When you don’t have a tool for measuring distance, use your own paces. It is an old technique but still very valuable in a pinch. In comparing my pacing with measured distances I am regularly within 10% and with care, and dependent upon the terrain of course, can be within 5%. It is worthwhile to know your average pace length before going in the field, but even if you don’t you can still record number of paces then back-calculate after determining your pace length later when you have access to a measuring instrument. Be aware, however, that pace length varies whether the ground is flat or inclined, whether you are travelling upslope or downslope. Obviously this will not give you engineering-level accuracy, but when you want to estimate length to a feature or object, this is better than our usual visual estimate.
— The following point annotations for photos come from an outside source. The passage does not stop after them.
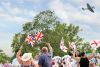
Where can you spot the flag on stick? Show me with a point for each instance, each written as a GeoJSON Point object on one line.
{"type": "Point", "coordinates": [62, 46]}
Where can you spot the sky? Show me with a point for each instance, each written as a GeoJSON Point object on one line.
{"type": "Point", "coordinates": [15, 13]}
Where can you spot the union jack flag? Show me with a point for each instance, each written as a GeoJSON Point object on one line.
{"type": "Point", "coordinates": [39, 36]}
{"type": "Point", "coordinates": [30, 39]}
{"type": "Point", "coordinates": [62, 46]}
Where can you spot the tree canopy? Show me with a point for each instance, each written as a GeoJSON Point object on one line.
{"type": "Point", "coordinates": [3, 57]}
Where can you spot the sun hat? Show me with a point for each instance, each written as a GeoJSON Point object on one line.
{"type": "Point", "coordinates": [26, 56]}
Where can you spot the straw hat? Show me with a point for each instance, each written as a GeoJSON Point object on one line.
{"type": "Point", "coordinates": [26, 56]}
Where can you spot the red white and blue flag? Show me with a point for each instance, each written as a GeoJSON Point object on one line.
{"type": "Point", "coordinates": [30, 39]}
{"type": "Point", "coordinates": [39, 36]}
{"type": "Point", "coordinates": [72, 45]}
{"type": "Point", "coordinates": [62, 46]}
{"type": "Point", "coordinates": [95, 44]}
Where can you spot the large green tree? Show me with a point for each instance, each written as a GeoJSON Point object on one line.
{"type": "Point", "coordinates": [3, 57]}
{"type": "Point", "coordinates": [53, 30]}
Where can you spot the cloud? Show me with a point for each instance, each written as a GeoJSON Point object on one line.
{"type": "Point", "coordinates": [72, 10]}
{"type": "Point", "coordinates": [88, 33]}
{"type": "Point", "coordinates": [8, 11]}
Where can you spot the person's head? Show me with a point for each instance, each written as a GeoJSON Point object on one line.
{"type": "Point", "coordinates": [44, 50]}
{"type": "Point", "coordinates": [83, 54]}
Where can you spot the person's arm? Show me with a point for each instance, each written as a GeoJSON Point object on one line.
{"type": "Point", "coordinates": [18, 55]}
{"type": "Point", "coordinates": [50, 48]}
{"type": "Point", "coordinates": [92, 55]}
{"type": "Point", "coordinates": [76, 58]}
{"type": "Point", "coordinates": [41, 61]}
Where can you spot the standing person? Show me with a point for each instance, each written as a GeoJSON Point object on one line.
{"type": "Point", "coordinates": [45, 60]}
{"type": "Point", "coordinates": [26, 60]}
{"type": "Point", "coordinates": [6, 64]}
{"type": "Point", "coordinates": [83, 59]}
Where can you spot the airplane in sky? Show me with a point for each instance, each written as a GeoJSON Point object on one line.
{"type": "Point", "coordinates": [89, 7]}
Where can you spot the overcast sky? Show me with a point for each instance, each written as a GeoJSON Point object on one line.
{"type": "Point", "coordinates": [14, 13]}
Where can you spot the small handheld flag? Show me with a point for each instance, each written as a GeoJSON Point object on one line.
{"type": "Point", "coordinates": [95, 44]}
{"type": "Point", "coordinates": [30, 40]}
{"type": "Point", "coordinates": [62, 46]}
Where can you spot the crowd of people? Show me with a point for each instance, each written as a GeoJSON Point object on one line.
{"type": "Point", "coordinates": [46, 59]}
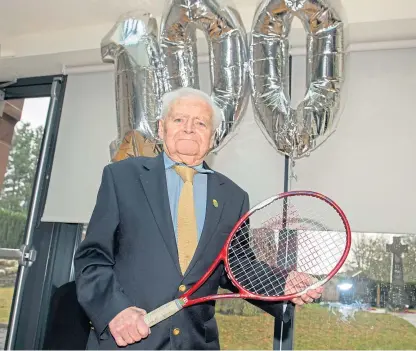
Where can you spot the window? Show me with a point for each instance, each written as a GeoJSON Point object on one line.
{"type": "Point", "coordinates": [370, 305]}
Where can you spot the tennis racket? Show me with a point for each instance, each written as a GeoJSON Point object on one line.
{"type": "Point", "coordinates": [277, 251]}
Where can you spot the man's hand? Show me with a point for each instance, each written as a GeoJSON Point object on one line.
{"type": "Point", "coordinates": [297, 281]}
{"type": "Point", "coordinates": [129, 327]}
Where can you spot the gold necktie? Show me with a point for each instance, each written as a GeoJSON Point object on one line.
{"type": "Point", "coordinates": [187, 227]}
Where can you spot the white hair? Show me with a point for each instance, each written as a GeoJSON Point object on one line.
{"type": "Point", "coordinates": [172, 96]}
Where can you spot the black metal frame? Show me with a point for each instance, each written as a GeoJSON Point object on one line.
{"type": "Point", "coordinates": [54, 243]}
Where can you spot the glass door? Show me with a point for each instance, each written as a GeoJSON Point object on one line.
{"type": "Point", "coordinates": [24, 140]}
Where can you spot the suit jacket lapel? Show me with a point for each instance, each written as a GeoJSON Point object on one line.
{"type": "Point", "coordinates": [212, 216]}
{"type": "Point", "coordinates": [153, 179]}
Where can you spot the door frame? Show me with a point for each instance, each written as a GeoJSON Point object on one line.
{"type": "Point", "coordinates": [53, 87]}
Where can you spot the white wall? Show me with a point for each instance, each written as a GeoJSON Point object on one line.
{"type": "Point", "coordinates": [367, 166]}
{"type": "Point", "coordinates": [88, 124]}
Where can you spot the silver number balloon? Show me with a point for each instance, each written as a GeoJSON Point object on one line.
{"type": "Point", "coordinates": [228, 55]}
{"type": "Point", "coordinates": [132, 46]}
{"type": "Point", "coordinates": [297, 132]}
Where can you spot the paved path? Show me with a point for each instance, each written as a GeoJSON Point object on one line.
{"type": "Point", "coordinates": [410, 317]}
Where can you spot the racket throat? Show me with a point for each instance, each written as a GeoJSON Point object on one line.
{"type": "Point", "coordinates": [165, 311]}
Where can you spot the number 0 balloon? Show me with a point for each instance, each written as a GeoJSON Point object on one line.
{"type": "Point", "coordinates": [297, 132]}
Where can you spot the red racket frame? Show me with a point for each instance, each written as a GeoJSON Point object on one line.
{"type": "Point", "coordinates": [223, 257]}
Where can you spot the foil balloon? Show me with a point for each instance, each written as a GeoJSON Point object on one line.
{"type": "Point", "coordinates": [297, 132]}
{"type": "Point", "coordinates": [228, 56]}
{"type": "Point", "coordinates": [132, 46]}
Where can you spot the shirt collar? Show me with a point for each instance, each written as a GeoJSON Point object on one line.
{"type": "Point", "coordinates": [169, 163]}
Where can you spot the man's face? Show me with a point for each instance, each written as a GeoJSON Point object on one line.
{"type": "Point", "coordinates": [187, 130]}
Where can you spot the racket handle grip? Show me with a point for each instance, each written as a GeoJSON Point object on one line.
{"type": "Point", "coordinates": [163, 312]}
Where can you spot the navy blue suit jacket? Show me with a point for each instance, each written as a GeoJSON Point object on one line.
{"type": "Point", "coordinates": [129, 256]}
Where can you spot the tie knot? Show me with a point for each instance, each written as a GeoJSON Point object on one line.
{"type": "Point", "coordinates": [186, 173]}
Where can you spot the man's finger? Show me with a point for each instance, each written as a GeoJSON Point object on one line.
{"type": "Point", "coordinates": [141, 311]}
{"type": "Point", "coordinates": [134, 333]}
{"type": "Point", "coordinates": [313, 294]}
{"type": "Point", "coordinates": [297, 301]}
{"type": "Point", "coordinates": [120, 341]}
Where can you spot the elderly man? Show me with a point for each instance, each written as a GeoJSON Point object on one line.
{"type": "Point", "coordinates": [154, 231]}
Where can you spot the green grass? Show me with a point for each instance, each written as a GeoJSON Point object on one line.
{"type": "Point", "coordinates": [6, 296]}
{"type": "Point", "coordinates": [318, 329]}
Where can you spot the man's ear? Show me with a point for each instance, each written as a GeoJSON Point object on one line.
{"type": "Point", "coordinates": [211, 142]}
{"type": "Point", "coordinates": [161, 129]}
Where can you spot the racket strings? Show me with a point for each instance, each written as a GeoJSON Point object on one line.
{"type": "Point", "coordinates": [264, 257]}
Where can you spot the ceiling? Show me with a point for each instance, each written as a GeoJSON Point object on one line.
{"type": "Point", "coordinates": [40, 37]}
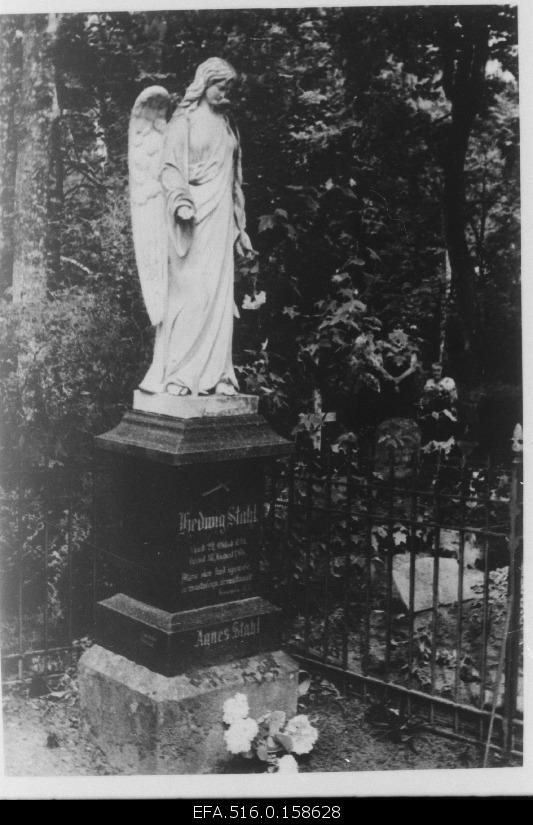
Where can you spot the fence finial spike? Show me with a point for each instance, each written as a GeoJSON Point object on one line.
{"type": "Point", "coordinates": [517, 439]}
Pacing works well when you can walk the distance between points, but what about when you cannot? Such as estimating width of a wide river or a canyon. Here, we appeal to basic trigonometry (Figure 1). If we can know the length of a baseline along one side of the river or canyon (such as by pacing it out to 50 paces), and the angle (α) to a feature on the opposite side (from a compass bearing, cross-staff [see below], or even a visual estimate), trigonometry then tells us that:

*Opposite = tan ( α ) * baseline*

*So, with a 50 pace baseline, and α of 28°, our river width is:*

*Tan 28° * 50 paces = 26.5 paces.*

Figure 1: Schematic of determining river width from only a baseline distance and angle.
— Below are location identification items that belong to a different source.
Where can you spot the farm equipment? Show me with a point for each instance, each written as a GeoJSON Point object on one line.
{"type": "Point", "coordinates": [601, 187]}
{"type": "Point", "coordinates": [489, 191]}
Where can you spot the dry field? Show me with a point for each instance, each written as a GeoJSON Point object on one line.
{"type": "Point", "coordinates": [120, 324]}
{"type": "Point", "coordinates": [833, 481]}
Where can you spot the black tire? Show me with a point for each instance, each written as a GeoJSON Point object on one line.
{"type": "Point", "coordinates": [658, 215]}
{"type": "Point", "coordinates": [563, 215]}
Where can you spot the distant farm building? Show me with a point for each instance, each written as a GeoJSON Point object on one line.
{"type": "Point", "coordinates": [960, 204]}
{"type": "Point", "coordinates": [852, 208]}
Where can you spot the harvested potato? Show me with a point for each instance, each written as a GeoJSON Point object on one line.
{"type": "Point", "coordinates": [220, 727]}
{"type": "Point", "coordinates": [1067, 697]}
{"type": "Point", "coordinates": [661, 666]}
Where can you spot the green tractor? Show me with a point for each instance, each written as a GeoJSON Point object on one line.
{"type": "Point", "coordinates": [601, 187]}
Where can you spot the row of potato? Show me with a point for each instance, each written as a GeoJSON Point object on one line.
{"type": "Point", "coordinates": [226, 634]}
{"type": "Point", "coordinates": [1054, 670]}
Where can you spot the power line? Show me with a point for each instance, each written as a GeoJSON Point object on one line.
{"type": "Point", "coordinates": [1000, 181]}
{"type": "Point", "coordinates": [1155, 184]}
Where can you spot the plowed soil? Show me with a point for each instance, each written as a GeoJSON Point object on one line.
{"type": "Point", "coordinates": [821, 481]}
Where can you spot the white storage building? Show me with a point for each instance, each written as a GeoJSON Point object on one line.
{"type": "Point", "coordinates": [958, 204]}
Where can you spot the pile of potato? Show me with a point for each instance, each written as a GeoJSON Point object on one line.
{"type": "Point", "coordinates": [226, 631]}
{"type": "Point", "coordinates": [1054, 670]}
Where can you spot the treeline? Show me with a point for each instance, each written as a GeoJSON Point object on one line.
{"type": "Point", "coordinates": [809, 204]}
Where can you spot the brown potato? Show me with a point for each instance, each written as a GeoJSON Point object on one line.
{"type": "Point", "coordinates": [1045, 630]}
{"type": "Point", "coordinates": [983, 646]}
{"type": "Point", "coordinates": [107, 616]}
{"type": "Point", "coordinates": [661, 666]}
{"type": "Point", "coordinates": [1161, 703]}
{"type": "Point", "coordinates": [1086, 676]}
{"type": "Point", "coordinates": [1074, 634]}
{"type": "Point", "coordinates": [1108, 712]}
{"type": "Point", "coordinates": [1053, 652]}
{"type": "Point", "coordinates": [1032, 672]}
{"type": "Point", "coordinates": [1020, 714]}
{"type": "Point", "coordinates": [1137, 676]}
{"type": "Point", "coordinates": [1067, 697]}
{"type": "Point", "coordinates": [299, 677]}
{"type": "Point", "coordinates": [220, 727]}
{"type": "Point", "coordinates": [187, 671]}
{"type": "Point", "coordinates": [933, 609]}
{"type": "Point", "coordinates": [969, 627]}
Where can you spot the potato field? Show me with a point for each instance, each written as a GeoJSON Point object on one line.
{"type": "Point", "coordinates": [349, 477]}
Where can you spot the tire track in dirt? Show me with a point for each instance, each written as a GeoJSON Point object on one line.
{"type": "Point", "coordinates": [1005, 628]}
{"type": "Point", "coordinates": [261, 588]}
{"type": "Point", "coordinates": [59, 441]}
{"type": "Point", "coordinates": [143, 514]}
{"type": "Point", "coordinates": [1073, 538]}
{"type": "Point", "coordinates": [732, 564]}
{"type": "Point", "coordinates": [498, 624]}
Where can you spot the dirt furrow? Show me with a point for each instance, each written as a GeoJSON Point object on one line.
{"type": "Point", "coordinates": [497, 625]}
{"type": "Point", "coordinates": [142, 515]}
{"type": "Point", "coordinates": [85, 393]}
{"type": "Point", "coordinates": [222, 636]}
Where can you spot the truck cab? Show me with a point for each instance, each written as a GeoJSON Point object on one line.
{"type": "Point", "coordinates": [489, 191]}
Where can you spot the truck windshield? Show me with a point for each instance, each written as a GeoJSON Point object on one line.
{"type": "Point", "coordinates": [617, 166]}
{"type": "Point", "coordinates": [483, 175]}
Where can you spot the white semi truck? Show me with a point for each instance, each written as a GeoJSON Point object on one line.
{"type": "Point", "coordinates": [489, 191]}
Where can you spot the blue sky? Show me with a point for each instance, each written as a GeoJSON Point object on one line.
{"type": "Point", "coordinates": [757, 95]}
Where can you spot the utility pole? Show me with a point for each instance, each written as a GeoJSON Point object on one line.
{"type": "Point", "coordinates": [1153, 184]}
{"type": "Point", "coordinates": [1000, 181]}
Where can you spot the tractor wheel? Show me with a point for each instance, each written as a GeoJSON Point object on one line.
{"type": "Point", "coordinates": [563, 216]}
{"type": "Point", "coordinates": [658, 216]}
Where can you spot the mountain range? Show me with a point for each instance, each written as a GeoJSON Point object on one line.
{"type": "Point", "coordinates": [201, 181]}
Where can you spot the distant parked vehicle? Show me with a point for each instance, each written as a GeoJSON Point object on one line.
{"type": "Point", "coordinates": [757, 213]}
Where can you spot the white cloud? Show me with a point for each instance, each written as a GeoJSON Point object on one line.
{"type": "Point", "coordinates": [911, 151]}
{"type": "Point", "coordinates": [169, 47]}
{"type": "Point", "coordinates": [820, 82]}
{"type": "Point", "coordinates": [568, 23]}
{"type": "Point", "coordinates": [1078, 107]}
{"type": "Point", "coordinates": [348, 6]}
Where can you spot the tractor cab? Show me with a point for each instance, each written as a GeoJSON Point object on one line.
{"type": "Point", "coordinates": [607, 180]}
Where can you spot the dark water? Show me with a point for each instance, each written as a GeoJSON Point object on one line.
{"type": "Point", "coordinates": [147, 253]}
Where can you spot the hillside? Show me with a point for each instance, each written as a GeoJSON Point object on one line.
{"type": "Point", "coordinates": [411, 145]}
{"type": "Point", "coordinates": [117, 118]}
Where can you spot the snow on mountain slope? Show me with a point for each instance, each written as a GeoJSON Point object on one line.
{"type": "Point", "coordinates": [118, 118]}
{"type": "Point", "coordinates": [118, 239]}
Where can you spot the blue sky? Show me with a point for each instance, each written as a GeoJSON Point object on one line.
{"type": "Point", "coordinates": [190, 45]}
**Height without a clinometer**

This same trigonometry can be applied to height when we lack our clinometer; we simply turn the geometry to the vertical. Lacking modern tools we can revert to a five hundred year old technology — the cross-staff (Figure 2). Here we are going to determine the opposite and adjacent legs of a right-angle triangle we make. Taking a large stick (a staff) we extend it horizontally, as near level as we can. Then sliding a smaller stick along the horizontal staff we find the point at which, when viewing our object at height (let’s say a falcon nest on a cliff face), our line of sight extends from the rear of the staff to the top of the stick (I reiterate, the staff must be level for this to work). We then measure the distance along the staff (adjacent in out triangle), and the height of the stick from the staff (opposite in our triangle), and from this calculate our viewing angle. Knowing our angle, we then pace our distance to the cliff and determine the height to falcon nest using the same equation as above.
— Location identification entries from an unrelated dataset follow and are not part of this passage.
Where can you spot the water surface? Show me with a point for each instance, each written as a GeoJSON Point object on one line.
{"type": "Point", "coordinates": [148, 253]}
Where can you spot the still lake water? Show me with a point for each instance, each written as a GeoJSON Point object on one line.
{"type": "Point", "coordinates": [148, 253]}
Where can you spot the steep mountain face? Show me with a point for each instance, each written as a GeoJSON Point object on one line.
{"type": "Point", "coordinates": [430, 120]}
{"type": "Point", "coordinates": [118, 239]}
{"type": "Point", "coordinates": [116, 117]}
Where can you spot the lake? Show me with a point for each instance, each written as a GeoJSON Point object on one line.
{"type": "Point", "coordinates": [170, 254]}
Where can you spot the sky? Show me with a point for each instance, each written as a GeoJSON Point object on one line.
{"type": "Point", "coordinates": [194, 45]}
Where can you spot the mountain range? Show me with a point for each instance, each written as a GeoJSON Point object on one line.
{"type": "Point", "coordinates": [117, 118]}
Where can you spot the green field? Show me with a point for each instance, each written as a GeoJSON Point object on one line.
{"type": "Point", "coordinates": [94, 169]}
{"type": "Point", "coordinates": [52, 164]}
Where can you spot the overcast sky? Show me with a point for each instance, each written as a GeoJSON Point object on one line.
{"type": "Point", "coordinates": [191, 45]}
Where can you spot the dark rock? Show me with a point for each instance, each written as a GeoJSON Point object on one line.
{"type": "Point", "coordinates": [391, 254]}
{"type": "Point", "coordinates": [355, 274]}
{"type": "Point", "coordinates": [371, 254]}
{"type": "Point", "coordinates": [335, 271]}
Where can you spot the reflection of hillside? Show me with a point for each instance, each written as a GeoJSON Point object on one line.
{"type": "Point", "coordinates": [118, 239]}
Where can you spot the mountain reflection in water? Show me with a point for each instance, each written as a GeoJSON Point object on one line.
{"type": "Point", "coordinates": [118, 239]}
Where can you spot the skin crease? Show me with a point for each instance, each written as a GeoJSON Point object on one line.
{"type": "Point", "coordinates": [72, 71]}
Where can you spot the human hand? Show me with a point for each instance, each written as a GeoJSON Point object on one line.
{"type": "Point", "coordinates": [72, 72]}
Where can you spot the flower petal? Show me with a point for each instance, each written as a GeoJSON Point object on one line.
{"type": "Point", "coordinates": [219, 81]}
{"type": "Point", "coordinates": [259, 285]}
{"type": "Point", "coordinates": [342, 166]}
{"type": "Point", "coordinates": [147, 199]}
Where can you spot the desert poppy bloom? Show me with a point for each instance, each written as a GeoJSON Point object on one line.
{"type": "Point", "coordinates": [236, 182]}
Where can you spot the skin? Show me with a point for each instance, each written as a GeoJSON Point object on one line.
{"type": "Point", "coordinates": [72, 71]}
This cross staff is typically used vertically, but it works equally well horizontally to determine an angle; it could be used to measure angle α to estimate the river distance above. Or, if you previously determined the cardinal points from the sun, you could even estimate compass bearings from this technique.

The key take-home when using trigonometry for height or distance is you need two things: the angle α and a distance of the adjacent leg. With only these two things we can accurately estimate heights and distances. How α and adjacent length are measured… well, that is where the improvisation can come in.

**Establishing level without a level**

Sometimes we want to establish level with some degree of confidence. But, oh bother, we dropped our level into the canyon we were measuring above. An old and simple method to establish level without instruments is to nearly-fill a shallow pan of some sort. This could be litter you have picked up, a cut down pop bottle, any shallow container that will hold water. The water surface, which will always remain horizontal, is then used as your reference and the surface prepared – shimmed up or cut down – until the pan of water is level.

These are only a few useful tips and tricks picked up over years of field work (and more frequently than I like not having the tools to do the job properly). They are not necessarily highly accurate – though you would be surprised how on-the-nose they are when care is taken – but will at least allow you to collect data. Familiarity with basic trigonometry and an open mind to improvisation can ensure you do not have a wasted day when you, inevitably, end up forgetting, losing, or breaking an important measuring instrument.